Divide into two discs, one somewhat larger than the other, and put both into the fridge to rest wrapped in clingfilm.
Preheat the oven to 200ºC/gas mark 6/400ºF, put in a baking sheet, and get on with the filling. Fry the sausage in the oil for about 5 minutes, breaking it up with a wooden spoon as it cooks, then transfer it to a bowl and let it cool. At which time, add all the other ingredients except the breadcrumbs and mix thoroughly.
Roll out the larger disc of pastry to cover the bottom and sides of a 22cm springform tin, leaving a few centimetres’ overhang. Sprinkle the bottom of the now pastry-lined tin with breadcrumbs, and then fill with the hammy, eggy mixture waiting in its bowl.

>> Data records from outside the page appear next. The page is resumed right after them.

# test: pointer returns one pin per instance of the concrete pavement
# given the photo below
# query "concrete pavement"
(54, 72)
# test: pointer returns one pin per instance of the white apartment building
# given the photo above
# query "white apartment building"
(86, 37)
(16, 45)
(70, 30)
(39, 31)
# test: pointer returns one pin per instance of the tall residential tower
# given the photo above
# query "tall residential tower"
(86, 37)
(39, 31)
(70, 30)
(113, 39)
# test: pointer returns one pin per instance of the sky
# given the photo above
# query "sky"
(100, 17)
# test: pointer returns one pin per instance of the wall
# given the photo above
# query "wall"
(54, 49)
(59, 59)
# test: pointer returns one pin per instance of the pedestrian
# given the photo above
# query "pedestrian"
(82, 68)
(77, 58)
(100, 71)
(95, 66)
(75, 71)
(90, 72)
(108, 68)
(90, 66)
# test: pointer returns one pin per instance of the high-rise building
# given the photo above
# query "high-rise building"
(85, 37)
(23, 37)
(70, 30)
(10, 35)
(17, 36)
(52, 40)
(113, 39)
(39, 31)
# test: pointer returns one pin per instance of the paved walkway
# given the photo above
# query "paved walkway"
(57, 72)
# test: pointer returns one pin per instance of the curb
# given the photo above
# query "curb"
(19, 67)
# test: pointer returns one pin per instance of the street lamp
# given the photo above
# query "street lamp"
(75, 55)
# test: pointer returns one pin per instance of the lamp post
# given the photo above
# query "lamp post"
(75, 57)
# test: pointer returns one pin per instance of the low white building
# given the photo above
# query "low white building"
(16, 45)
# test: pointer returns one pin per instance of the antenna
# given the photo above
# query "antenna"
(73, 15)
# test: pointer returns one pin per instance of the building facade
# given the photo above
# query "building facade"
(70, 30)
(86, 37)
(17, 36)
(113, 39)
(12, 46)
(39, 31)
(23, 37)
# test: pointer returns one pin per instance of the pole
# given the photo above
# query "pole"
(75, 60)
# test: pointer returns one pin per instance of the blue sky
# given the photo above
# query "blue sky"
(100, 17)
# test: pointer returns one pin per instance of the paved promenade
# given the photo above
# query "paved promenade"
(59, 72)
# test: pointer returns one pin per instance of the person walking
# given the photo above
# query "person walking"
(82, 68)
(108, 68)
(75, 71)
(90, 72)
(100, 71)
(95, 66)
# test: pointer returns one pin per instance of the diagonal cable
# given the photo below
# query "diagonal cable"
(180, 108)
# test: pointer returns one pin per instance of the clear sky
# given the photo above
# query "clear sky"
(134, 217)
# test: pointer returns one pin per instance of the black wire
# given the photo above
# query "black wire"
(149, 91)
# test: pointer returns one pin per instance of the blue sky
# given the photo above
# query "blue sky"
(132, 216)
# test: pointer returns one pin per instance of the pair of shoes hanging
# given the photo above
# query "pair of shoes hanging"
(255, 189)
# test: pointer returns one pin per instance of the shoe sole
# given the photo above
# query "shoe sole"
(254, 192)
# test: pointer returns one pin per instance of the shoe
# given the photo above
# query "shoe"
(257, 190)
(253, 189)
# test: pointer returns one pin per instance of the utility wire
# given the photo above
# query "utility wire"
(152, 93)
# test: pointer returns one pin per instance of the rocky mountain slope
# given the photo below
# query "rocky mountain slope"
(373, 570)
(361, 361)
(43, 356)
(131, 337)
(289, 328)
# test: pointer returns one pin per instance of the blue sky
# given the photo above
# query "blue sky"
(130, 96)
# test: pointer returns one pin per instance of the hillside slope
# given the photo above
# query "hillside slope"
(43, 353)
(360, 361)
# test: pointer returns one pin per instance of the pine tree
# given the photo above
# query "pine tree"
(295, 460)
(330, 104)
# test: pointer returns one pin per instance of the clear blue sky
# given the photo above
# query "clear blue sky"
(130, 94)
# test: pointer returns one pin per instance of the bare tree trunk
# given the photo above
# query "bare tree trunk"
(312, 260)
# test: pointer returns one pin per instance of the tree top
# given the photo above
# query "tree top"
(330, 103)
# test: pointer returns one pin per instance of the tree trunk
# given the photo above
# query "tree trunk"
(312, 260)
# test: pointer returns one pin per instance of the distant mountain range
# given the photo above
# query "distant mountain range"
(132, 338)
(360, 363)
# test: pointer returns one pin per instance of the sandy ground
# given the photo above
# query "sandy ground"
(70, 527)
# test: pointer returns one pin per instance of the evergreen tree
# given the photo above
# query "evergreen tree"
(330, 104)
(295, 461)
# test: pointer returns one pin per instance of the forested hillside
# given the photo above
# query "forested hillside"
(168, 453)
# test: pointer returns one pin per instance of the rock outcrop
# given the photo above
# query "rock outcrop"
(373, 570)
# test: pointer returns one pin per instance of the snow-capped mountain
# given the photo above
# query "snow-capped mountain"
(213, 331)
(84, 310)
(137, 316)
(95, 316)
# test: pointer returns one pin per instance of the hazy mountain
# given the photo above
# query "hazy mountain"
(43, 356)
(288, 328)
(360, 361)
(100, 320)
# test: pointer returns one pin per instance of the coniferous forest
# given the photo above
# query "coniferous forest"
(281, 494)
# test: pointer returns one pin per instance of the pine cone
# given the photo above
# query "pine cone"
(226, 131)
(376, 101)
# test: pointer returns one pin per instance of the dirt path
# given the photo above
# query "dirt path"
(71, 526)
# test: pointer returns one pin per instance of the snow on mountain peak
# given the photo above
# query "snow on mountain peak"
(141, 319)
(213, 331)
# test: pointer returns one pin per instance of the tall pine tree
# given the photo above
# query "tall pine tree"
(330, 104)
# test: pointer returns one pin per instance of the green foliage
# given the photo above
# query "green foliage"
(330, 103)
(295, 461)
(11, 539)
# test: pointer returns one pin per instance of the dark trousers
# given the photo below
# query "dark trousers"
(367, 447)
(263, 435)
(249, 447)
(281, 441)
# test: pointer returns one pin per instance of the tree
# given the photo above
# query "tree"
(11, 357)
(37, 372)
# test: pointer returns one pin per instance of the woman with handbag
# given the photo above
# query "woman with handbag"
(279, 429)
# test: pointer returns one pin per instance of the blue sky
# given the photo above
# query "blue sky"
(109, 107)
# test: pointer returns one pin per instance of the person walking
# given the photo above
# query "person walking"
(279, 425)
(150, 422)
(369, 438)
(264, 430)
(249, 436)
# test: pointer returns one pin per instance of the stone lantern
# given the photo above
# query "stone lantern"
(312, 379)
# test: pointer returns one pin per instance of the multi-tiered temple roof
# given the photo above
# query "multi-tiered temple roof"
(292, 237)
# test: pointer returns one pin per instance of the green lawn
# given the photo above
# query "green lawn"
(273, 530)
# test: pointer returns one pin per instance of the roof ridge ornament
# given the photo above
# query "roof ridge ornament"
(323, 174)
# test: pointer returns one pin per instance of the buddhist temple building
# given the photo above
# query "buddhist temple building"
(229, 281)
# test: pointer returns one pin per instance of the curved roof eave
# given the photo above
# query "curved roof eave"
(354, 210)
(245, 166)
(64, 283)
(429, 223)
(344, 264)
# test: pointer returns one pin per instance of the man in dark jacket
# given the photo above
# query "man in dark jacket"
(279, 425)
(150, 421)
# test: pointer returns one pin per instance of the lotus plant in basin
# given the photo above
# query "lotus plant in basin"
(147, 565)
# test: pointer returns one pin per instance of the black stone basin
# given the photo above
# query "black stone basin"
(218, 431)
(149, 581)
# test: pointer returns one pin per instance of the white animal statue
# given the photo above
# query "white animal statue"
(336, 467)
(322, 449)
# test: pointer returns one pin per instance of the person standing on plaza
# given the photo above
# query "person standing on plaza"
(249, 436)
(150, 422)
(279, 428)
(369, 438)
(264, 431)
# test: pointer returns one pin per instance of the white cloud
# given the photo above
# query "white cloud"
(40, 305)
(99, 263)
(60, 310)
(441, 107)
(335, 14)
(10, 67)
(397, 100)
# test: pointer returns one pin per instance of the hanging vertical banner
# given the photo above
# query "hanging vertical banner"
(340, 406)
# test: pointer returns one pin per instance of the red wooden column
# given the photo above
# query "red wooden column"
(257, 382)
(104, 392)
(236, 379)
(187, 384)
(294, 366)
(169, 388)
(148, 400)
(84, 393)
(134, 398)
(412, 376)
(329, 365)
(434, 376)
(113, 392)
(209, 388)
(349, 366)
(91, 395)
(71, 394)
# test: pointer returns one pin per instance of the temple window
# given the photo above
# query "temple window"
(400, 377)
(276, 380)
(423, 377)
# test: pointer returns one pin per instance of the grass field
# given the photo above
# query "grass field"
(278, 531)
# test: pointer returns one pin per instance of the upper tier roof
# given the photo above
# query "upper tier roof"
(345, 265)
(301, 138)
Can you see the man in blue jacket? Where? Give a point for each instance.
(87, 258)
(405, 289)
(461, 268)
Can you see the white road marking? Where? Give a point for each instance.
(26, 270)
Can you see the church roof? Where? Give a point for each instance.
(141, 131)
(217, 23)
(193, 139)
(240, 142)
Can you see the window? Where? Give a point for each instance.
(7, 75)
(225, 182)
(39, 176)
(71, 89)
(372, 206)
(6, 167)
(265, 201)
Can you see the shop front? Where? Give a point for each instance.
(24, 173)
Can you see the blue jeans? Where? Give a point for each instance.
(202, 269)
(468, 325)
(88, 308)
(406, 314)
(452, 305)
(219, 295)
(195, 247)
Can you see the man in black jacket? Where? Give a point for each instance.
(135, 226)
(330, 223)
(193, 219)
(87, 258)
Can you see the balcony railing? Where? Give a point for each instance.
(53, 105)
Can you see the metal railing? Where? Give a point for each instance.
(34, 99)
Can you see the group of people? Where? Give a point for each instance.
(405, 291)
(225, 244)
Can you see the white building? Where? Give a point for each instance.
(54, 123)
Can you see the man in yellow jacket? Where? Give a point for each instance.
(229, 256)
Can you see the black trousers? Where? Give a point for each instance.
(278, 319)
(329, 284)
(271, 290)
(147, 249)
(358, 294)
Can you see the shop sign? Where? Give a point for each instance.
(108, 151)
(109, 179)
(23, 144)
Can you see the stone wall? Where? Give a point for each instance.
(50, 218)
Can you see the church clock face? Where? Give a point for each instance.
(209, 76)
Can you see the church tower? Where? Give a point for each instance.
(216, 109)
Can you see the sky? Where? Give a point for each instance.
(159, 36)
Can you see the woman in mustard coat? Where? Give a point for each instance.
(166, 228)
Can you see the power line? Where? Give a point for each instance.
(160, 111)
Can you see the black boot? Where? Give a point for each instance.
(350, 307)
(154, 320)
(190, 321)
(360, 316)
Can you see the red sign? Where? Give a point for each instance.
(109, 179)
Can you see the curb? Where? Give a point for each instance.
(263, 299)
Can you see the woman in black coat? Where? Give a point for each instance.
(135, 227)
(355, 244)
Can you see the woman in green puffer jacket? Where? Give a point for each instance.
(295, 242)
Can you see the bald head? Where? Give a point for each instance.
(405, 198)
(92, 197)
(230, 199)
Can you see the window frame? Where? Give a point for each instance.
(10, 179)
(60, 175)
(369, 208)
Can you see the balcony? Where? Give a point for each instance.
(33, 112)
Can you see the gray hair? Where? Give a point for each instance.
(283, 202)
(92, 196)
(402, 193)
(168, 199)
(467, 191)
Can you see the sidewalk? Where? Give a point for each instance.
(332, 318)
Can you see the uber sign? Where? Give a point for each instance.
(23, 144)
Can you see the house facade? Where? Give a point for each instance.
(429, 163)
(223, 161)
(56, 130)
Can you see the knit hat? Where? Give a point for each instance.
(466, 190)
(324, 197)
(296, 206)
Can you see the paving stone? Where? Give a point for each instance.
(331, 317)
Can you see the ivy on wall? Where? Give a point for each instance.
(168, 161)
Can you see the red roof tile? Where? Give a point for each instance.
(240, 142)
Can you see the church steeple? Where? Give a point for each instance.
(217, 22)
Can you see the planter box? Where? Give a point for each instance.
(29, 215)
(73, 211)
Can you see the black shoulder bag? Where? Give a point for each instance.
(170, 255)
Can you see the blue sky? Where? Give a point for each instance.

Roll out the smaller disc to make the lid, place it on top of the filled pie, turn over the edges of the overhang to form a border and press down with the tines of a fork.
Just before baking, glaze the pie by brushing over the milky, salty egg, stab it here and there with the prongs of a fork to make steam holes, and place it on the baking sheet in the preheated oven. Give it 10 minutes at this temperature, then turn it down to 180ºC/gas mark 4/350ºF and bake for a further 45 minutes.
Leave the pie to cool for at least 10 minutes before serving it, but it’s at its best after about 25. It’s still wonderful at room temperature, though, and I long for leftovers too, eaten standing by the fridge’s open door the next day.